Aha!: The Moments of Insight that Shape Our World by William B. Irvine (Oxford University Press, 2014)

(kindle ed.), (amazon.co.uk), (UK kindle ed.)

Book description from the publisher:

Great ideas often develop gradually after studying a problem at length–but not always. Sometimes, an insight hits like a bolt from the blue. For Archimedes, clarity struck while he was taking a bath. For Gustav Mahler, it came as the blades of his oars touched the water. And for Albert Einstein, it emerged while he was talking to a friend. Why do these moments of insight strike so suddenly? Why do they so often come to us when we are focused on something completely unrelated? And when great ideas “come to” us, where do they come from?

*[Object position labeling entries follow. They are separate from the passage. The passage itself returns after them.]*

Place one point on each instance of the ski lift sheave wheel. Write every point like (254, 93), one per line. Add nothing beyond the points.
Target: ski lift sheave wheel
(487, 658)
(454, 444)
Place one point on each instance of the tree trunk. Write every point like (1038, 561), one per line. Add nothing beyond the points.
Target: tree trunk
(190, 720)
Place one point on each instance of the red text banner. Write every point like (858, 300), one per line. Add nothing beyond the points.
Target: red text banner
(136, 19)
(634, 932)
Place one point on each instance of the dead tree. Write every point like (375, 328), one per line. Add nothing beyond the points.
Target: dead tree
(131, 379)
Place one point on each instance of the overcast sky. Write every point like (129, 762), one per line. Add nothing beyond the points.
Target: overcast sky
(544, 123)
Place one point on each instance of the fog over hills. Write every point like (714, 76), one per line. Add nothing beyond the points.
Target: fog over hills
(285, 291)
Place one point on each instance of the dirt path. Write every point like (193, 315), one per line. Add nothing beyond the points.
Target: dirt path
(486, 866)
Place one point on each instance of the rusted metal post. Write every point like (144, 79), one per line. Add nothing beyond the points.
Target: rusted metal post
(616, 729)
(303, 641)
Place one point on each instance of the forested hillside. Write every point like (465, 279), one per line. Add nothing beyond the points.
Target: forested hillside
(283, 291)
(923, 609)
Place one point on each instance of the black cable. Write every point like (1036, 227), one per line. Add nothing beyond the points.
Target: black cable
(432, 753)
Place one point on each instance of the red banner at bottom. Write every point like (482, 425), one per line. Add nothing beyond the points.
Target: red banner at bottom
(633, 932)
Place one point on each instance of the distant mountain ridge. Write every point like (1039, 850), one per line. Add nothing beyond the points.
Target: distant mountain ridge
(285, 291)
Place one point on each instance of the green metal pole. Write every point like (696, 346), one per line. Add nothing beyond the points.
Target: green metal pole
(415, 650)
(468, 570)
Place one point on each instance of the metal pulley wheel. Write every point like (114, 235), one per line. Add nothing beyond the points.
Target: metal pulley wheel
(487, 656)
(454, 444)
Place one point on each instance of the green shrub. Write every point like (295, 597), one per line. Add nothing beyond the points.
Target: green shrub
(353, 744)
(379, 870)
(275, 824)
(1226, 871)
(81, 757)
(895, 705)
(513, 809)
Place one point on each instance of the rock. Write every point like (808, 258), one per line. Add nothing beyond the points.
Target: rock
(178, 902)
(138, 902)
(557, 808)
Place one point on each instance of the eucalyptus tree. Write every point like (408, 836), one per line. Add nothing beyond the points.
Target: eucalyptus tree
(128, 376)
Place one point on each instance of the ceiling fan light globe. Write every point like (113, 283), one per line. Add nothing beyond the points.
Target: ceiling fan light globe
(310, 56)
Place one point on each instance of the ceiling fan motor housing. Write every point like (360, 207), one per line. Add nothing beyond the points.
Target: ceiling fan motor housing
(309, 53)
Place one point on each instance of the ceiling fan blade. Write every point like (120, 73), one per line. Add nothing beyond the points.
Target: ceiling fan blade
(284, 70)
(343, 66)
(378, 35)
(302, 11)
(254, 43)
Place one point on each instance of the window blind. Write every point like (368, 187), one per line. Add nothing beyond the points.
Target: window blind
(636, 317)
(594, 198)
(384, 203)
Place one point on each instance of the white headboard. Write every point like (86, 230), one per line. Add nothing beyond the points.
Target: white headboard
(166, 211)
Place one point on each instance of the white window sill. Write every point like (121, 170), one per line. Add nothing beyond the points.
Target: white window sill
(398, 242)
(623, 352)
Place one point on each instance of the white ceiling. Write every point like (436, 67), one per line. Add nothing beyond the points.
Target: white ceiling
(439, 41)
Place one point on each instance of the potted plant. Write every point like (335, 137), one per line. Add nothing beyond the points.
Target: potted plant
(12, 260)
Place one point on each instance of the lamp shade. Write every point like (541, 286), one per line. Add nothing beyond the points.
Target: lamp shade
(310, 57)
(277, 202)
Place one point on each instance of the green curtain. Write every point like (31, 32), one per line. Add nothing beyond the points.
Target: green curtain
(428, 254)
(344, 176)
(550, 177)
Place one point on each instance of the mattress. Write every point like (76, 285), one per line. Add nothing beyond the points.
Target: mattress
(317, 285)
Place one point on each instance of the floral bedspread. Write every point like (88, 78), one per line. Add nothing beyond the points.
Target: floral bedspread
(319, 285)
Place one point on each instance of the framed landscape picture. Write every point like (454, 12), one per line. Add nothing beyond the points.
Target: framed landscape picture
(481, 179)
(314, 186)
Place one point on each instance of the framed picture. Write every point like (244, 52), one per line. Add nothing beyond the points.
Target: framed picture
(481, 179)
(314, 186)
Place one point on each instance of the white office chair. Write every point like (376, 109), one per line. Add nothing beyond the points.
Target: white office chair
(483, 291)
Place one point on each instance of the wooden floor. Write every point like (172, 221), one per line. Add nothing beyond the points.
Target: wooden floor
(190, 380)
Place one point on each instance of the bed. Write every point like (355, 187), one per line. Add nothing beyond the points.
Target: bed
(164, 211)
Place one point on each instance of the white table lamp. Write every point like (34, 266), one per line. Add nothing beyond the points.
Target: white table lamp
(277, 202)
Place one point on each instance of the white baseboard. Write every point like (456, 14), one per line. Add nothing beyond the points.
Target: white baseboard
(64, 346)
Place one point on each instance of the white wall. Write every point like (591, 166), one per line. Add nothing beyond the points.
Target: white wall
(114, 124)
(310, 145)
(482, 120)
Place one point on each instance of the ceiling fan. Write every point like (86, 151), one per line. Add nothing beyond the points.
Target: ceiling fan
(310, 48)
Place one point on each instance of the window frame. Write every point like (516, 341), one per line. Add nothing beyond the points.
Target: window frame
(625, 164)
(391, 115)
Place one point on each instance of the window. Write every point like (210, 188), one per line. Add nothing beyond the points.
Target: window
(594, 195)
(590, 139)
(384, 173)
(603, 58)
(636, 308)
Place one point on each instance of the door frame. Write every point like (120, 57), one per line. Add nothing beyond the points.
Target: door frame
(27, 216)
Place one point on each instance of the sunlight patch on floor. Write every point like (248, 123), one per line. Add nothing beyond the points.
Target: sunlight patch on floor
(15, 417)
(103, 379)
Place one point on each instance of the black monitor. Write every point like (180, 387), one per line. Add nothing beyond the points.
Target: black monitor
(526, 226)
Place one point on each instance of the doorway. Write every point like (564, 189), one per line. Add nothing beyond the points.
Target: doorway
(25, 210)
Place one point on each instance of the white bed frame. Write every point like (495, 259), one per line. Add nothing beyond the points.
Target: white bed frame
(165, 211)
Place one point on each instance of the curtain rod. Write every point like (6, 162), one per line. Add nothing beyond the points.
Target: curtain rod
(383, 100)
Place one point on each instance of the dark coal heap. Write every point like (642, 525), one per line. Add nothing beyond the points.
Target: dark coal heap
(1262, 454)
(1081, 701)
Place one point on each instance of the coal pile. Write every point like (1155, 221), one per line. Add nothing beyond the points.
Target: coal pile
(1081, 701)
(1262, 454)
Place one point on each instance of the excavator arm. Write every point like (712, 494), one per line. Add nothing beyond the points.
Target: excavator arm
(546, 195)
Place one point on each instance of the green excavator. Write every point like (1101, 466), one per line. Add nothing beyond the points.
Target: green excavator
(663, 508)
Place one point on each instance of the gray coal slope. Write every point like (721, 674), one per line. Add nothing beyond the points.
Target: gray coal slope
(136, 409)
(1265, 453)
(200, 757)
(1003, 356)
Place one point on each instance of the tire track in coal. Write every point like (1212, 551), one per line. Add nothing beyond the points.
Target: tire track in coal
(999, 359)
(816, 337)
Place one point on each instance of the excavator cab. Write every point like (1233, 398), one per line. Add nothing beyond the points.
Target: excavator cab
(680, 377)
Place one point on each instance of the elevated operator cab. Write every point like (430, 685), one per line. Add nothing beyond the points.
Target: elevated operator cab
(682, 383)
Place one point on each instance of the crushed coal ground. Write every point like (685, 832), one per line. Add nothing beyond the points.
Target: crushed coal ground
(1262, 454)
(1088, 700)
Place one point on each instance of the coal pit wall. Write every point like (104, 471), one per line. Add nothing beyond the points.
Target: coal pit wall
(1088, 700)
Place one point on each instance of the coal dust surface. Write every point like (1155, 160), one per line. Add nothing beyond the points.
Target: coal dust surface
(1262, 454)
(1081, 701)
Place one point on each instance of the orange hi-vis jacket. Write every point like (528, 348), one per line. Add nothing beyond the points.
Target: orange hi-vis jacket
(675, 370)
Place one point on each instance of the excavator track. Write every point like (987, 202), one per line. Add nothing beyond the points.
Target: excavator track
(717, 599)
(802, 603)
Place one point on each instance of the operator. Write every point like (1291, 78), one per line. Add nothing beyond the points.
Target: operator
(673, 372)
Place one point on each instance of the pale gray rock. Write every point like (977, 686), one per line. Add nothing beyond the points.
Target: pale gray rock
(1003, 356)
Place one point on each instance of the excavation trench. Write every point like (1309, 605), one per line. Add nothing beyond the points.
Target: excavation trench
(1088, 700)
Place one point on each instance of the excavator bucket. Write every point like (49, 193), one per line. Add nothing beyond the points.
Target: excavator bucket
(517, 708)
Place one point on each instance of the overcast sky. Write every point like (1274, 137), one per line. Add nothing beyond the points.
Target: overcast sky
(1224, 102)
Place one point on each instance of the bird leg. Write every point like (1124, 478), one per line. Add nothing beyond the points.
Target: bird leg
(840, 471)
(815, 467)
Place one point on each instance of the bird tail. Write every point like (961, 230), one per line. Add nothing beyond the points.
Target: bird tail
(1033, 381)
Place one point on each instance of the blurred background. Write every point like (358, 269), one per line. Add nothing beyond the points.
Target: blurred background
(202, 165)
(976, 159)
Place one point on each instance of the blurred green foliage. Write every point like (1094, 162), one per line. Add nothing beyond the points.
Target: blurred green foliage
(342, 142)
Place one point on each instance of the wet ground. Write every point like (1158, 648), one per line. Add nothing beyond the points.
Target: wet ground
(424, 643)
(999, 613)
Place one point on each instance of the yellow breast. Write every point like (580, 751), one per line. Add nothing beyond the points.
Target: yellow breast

In Aha!: The Moments of Insight that Shape Our World, philosopher William B. Irvine, author of A Guide to the Good Life and On Desire, explores these epiphanies, from the minor insights that strike us all daily, to the major realizations that alter the course of history. Focusing on aha moments as they take place in five different domains–religion, morality, science, math, and art–Irvine provides case studies that shed light on the different ways epiphanies happen in the different domains, and on their differing social impact. Along the way, he describes some of the great aha moments in history, from ancient times to the present day.

We like to think that our greatest thoughts are the product of our conscious mind. Irvine demonstrates, though, that it is our unconscious mind that is the source of our most significant insights, and that the role the conscious mind plays in eliciting these insights is to try, unsuccessfully, to solve certain problems. Only if the conscious mind is willing to do this–and thereby experience considerable frustration–is the unconscious mind likely to reward it with a breakthrough insight-that the conscious mind will then take credit for.